His smile tilted. It was as if she was talking about another person instead of herself.

“Yes. We live less than a block away. And I don’t know why you didn’t run there. I do, every morning.”

“Without me?” she said.

“Yes. Without you.”

“Didn’t we ever run together?”

He stared at her. They had; he’d almost forgotten. She’d run right along with him the first few weeks after their marriage. They’d even gone running one warm, drizzly morning and had the path almost all to themselves. They’d been jogging along in silence when she’d suddenly yelled out a challenge and sped away from him. He’d let her think she was going to beat him for thirty or forty yards and then he’d put on some speed, come up behind her, snatched her into his arms and tumbled them both off the path and into the grass. He’d kissed her until she’d stopped laughing and gone soft with desire in his arms, and then they’d flagged a cab to take them the short block back home...

He frowned, turned away and strode to the closet. “You said you preferred to join the club,” he said brusquely, “that it was where all your friends went and that it was a lot more pleasant and a lot safer to run on an indoor track than in the park. Have you decided what you’re going to wear tomorrow?”

“But how could it be safer? If you and I ran together, I was safe enough, wasn’t I?”

“It was better that way, Joanna. We both agreed that it was. My schedule’s become more and more erratic. I have to devote a lot of hours to business. You know that. I mean, you don’t know it, not anymore, but...”

“That’s OK, you don’t have to explain.” Joanna smiled tightly. “You’re a very busy man. And a famous one. The nurses all keep telling me how lucky I am to be married to you.”

David’s hand closed around the mauve silk suit hanging in the closet.

“They ought to mind their business,” he said gruffly.

“Don’t be angry with them, David. They mean well.”

“Everybody ought to mind their damned business,” he said, fighting against the rage he felt suddenly, inexplicably, rising within him. “The nurses, the reporters—”

“Reporters?”

For the second time that night, David cursed himself. He could hear the sudden panic in Joanna’s voice and he turned and looked at her.

“Don’t worry about them. I won’t let them get near you.”

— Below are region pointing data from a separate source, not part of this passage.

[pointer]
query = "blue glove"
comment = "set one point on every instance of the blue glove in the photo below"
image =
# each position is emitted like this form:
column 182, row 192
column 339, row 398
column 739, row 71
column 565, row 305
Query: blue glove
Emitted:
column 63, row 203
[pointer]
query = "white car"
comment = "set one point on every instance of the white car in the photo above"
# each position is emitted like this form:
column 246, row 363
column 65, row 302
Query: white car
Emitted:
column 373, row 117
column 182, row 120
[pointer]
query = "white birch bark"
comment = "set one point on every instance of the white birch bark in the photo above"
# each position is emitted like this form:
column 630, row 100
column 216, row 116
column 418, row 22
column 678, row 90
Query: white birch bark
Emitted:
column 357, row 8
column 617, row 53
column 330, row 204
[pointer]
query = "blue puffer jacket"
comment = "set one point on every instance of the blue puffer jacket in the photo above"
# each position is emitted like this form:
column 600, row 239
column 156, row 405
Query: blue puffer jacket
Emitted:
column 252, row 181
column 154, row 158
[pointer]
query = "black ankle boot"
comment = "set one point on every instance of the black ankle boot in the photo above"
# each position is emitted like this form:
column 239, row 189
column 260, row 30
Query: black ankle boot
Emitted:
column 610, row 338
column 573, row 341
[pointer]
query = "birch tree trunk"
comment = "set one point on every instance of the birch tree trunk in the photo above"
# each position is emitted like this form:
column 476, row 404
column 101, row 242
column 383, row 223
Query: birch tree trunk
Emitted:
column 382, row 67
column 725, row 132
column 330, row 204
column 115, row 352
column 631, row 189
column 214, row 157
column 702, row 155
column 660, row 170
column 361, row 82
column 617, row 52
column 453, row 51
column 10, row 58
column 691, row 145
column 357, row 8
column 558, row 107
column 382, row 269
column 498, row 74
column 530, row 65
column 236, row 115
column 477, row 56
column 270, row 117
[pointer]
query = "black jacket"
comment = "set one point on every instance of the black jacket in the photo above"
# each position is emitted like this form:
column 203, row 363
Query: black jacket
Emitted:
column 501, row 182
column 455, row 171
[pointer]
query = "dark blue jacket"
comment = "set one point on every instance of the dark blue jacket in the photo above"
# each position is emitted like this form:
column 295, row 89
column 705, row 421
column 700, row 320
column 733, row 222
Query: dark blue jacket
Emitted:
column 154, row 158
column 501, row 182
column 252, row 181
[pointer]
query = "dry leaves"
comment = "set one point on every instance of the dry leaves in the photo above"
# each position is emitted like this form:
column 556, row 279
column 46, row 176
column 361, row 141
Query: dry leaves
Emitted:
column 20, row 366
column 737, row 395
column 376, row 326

“But why...” She stopped, then puffed out her breath. “Of course. They want to know about the accident, about me, because I’m Mrs. David Adams.”

“They won’t bother you, Joanna. Once I get you to Bright Meadows...”

“The doctors say I’ll have therapy at Bright Meadows.”

“Yes.”

“What kind of therapy?”

“I don’t know exactly. They have to evaluate you first.”

“Evaluate me?” she said with a quick smile.

“Look, the place is known throughout the country. The staff, the facilities, are all highly rated.”

Joanna ran the tip of her tongue across her lips. “I don’t need therapy,” she said brightly. “I just need to remember.”

“The therapy will help you do that.”

“How?” She tilted her head up. Her smile was brilliant though he could see it wobble just a little. “There’s nothing wrong with me physically, David. Or mentally. I don’t need to go for walks on the arm of an aide or learn basket-weaving or—or lie on a couch while some doctor asks me silly questions about a childhood I can’t remember.”

David’s frown deepened. She was saying the same things he’d said when Bright Meadows had been recommended to him.

“Joanna’s not crazy,” he’d said bluntly, “and she’s not crippled.”

The doctors had agreed, but they’d pointed out that there really wasn’t anywhere else to send a woman with amnesia... unless, of course, Mr. Adams wished to take his wife home? She needed peaceful, stress-free surroundings and, at least temporarily, someone to watch out for her. Could a man who put in twelve-hour days provide that?

No, David had said, he could not. He had to devote himself to his career. He had a high-powered Wall Street firm to run and clients to deal with. Besides, though he didn’t say so to the doctors, he knew that he and Joanna could never endure too much time alone together.